I'm not coming here to bring any hate, I have congratulated you on Tartanian7 and I really enjoyed following this challenge as well. It is simply inconceivable for me that you and your team are apparently resisting to understand the entire concept. It becomes even more inconceivable after reading
Quote:
Originally Posted by Sam Ganzfried
There are some limitations in academia that wouldn't apply to people outside of academia. We can only work on approaches that can be published in strong conferences. Often reviewers know close to nothing about poker, and a paper that is considered "poker specific" will just be auto rejected. (Earlier versions of) my endgame solving paper that was linked above for example was rejected four times, before it was finally accepted with scores right around the minimum threshold for acceptance. People outside of academia are free to work on poker-specific approaches without regard to whether they would lead to publication.
How are you going to publish papers based on these poker bots without giving out that number? If the answer is "the referees don't demand it", then it is in line with my own experience in academia (although from an unrelated field). meh
Also, this question still stands:
Quote:
Originally Posted by punter11235
Is there any scientific value in approximating something you don't have a measure for?

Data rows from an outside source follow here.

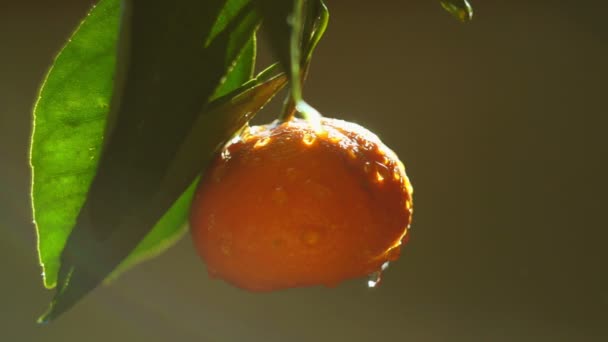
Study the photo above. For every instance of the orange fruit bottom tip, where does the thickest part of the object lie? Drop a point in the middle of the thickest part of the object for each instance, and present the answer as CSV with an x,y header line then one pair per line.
x,y
285,205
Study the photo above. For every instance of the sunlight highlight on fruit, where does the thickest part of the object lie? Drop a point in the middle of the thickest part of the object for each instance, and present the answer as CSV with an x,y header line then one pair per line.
x,y
288,205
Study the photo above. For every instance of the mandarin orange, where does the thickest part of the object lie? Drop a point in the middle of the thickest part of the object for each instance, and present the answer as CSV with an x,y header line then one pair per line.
x,y
286,205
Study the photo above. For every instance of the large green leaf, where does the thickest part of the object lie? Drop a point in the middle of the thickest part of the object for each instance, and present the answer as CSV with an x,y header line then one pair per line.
x,y
166,73
69,121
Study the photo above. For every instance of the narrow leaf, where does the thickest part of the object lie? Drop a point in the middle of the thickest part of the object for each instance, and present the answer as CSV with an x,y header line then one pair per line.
x,y
460,9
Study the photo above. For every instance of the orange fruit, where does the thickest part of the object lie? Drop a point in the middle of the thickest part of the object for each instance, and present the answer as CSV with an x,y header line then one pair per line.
x,y
285,205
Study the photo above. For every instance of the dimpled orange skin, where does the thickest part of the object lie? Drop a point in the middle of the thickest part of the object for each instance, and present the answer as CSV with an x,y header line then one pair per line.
x,y
290,206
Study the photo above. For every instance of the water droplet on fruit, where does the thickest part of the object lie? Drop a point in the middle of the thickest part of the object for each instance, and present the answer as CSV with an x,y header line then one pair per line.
x,y
262,142
310,237
374,279
210,222
279,195
308,139
393,253
408,205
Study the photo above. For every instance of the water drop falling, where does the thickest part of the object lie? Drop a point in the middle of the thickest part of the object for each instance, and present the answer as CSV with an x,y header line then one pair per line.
x,y
375,278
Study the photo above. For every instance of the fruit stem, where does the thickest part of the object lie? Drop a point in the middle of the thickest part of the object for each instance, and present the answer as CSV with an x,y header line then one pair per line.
x,y
295,102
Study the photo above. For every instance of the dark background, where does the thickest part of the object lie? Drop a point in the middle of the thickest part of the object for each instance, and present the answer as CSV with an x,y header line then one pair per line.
x,y
502,126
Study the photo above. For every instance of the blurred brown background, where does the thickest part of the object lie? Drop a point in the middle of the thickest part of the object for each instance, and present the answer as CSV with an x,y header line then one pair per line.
x,y
502,125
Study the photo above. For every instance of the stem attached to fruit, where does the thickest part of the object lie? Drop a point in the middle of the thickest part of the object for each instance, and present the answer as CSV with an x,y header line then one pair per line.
x,y
295,102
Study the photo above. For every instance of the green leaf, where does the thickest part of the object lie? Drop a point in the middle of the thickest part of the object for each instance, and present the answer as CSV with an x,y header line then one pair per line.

In contrast however, you have quoted the Cepheus bot and its exploitability number, implying you understand its usefulness -- which brings me to my last point:
Quote:
Originally Posted by Sam Ganzfried
A big goal of this research is to develop techniques that will apply to domains outside of poker, e.g., national security and medicine, where problems are modeled as imperfect-information games. So we prefer approaches that are more broadly applicable to ones that are purely poker specific.
You absolutely cannot recommend any technique to other domains like national security or medicine without measuring how well it actually works, so as long as you are not giving out that number...
Looking forward to your reply and all infos on how Claudico works.